[THE THREE BRETHREN.]
"Together such as brethren are,
In unity to dwell."
The unity of the three brethren about whom I am going to speak is complete: some are united in heart and soul, but these are united in body and frame: closer than the Siamese twins did their union abide, till, in an evil hour, the winds smote them, and they were no more—"Sed stat nominis umbra." They have left behind them a name and a record which will not soon perish. They might have said—had speaking been at all their forte—with Horace, "Non omnis moriar." They shall live in the recollection of the present, and in the records of future times—at least it will not be from want of will, if the pages of the "Tales of the Borders" do not transmit their memorial to late posterity. The three brethren! you exclaim, quite naturally enough. What! were they brothers by blood or by marriage—brothers in profession—or, like Simeon and Levi, in iniquity? We should like to see the mist cleared away, and the subject made tangible. Well, listen!

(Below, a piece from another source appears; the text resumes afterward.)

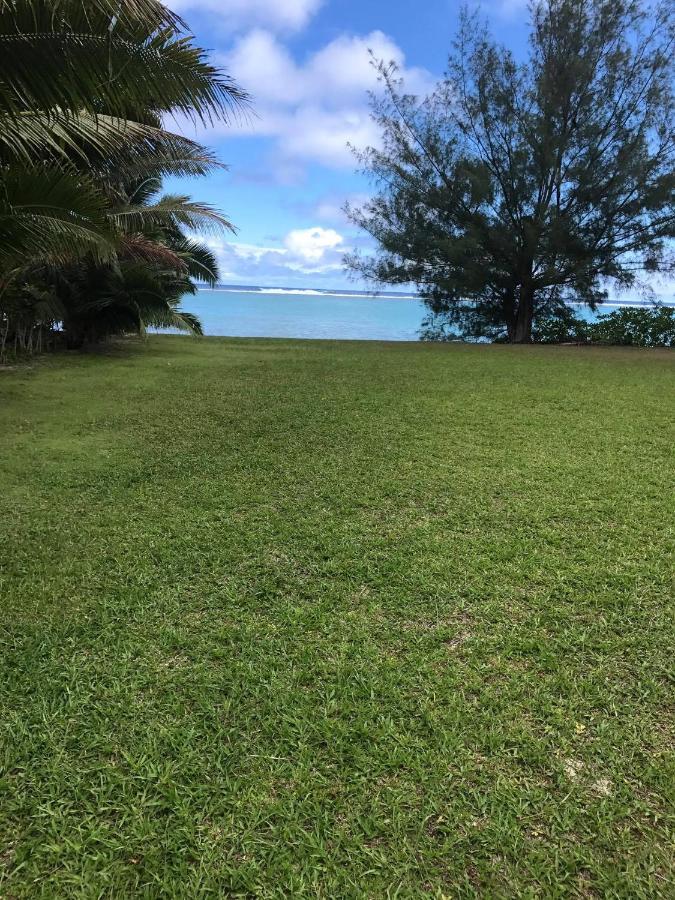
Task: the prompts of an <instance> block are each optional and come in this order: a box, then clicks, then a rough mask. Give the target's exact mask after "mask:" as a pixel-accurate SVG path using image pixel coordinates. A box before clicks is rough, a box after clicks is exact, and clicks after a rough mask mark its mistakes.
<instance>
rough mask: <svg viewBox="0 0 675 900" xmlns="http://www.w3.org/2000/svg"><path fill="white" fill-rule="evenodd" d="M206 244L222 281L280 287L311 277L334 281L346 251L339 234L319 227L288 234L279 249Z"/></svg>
mask: <svg viewBox="0 0 675 900" xmlns="http://www.w3.org/2000/svg"><path fill="white" fill-rule="evenodd" d="M207 243H208V244H209V246H210V248H211V249H212V250H213V252H214V253H215V254H216V256H217V257H218V262H219V265H220V270H221V277H222V278H223V280H225V281H227V280H231V281H238V282H244V283H251V284H279V285H282V286H283V285H286V284H293V283H297V282H298V281H302V279H303V278H304V277H305V276H311V277H312V280H313V281H314V282H317V283H318V281H321V280H323V279H327V281H328V282H330V279H331V278H332V279H333V280H335V277H336V275H337V274H338V273H341V272H343V270H344V265H343V262H342V256H343V253H344V252H345V250H347V249H349V248H348V247H347V245H346V242H345V238H344V236H343V235H341V234H340V233H339V232H337V231H335V229H333V228H322V227H321V226H314V227H312V228H299V229H294V230H293V231H289V232H288V234H286V235H285V237H284V238H283V239H282V241H281V242H280V243H281V246H265V245H257V244H246V243H240V242H238V241H225V240H221V239H219V238H212V239H210V240H208V241H207ZM317 280H318V281H317Z"/></svg>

The three brethren were three trees, or rather divisions of one tree—as like each other as one pea is to another—which once stood in the middle of the high road from Glasgow to Dumfries, upon the banks of the Nith. People had it that their similarity was so great that it reached the details of their branches, and even leaves, and that they were in every—even in the minutest—respect copies or fac-similes of each other. Nobody living—and far less any one dead—can tell their age. They saw Oliver Cromwell and his saintly crew march into Scotland; and beheld, in later times, the Highland host, in the year '45, pass along. They might have given an old chronicle of ancient times and manners, had it not been that they probably did not outlive the age of Methuselah. But
"Improvisa vis lethi rapuit
Rapietque gentes."
Destruction came in the shape of a nor'wester, and they are now in the act of being converted into snuff-boxes, writing-desks, and dressing-cases, for their old and attached acquaintances and friends; every one seems more anxious than another to obtain a relic of the immortal triumvirate—and they are more likely to be remembered with pleasurable feelings than even were the Triumvirates of ancient Rome. But now that they have bowed their heads, and given up their roots, it is proper that some effort should be made to perpetuate their memory; and who so fit as an old Closeburn man to execute this bold but praiseworthy task?
The explanation, however, requires a glance at the race of gipsies, one of whom thus characterises the race:—
"My bonny lass, I work in brass—
A tinkler is my station—
I've travell'd round all Christian ground
In this my occupation.
I've ta'en the gold—I've been enroll'd
In many a noble squadron—
In vain they search'd, when off I march'd,
To go and clout the caldron."
The gipsies have now disappeared entirely from the north of Scotland; even in Fife, the former residence of the gipsy clan Jamphrey, no such variety of the species is to be found. Their chief residence, as we have had occasion to say before, is now on the Borders, where, in the village of Yetholm, and in Langtown, they still maintain a separate clanship. They still are, and have always been, extremely jealous of the marriage of any of their daughters, in particular, out of the tribe. Hence the fact, that almost every third person amongst them labours under some mental peculiarity or defect. Their male youths enjoy greater latitude; yet, on their alliance with the Philistine fair, they are usually looked down upon, and regarded as a kind of amphibious race, who, like the "Proselytes of the Gate" amongst the Jews, were not admitted into equal communion. Their children are brought up (at least were so, till of late) in the most religious contempt of the alphabet. Nor are any moral principles inculcated, beyond successful thieving—that is, downright knavery—and dexterity of execution as workmen, whether it be in forming a ram's horn into a cutty spoon, or in appropriating the fattest hens from the farmer's bauks. Their women, too, are expert fortunetellers, and have husbands ready-made for sixpence. They are a fearful, fearless race, wandering about, in former times, almost during the whole year, and pitching their tents—in other words, setting their asses to graze, and themselves to forage—wherever solitude or the tolerance of the laird or farmer will permit their presence. When Scotland, in general, and Dumfries-shire in particular, from Criffell to Corsincon, were densely covered with natural wood, these people divided the woodland with the fox, the boar, and the wolf, and were extremely expert in noosing hares, rabbits, and polecats. Theirs was the bow, and ultimately the long-barrelled gun, for securing the fowls of heaven; and the set line, liester, and fishing-rod for the tenants of the water.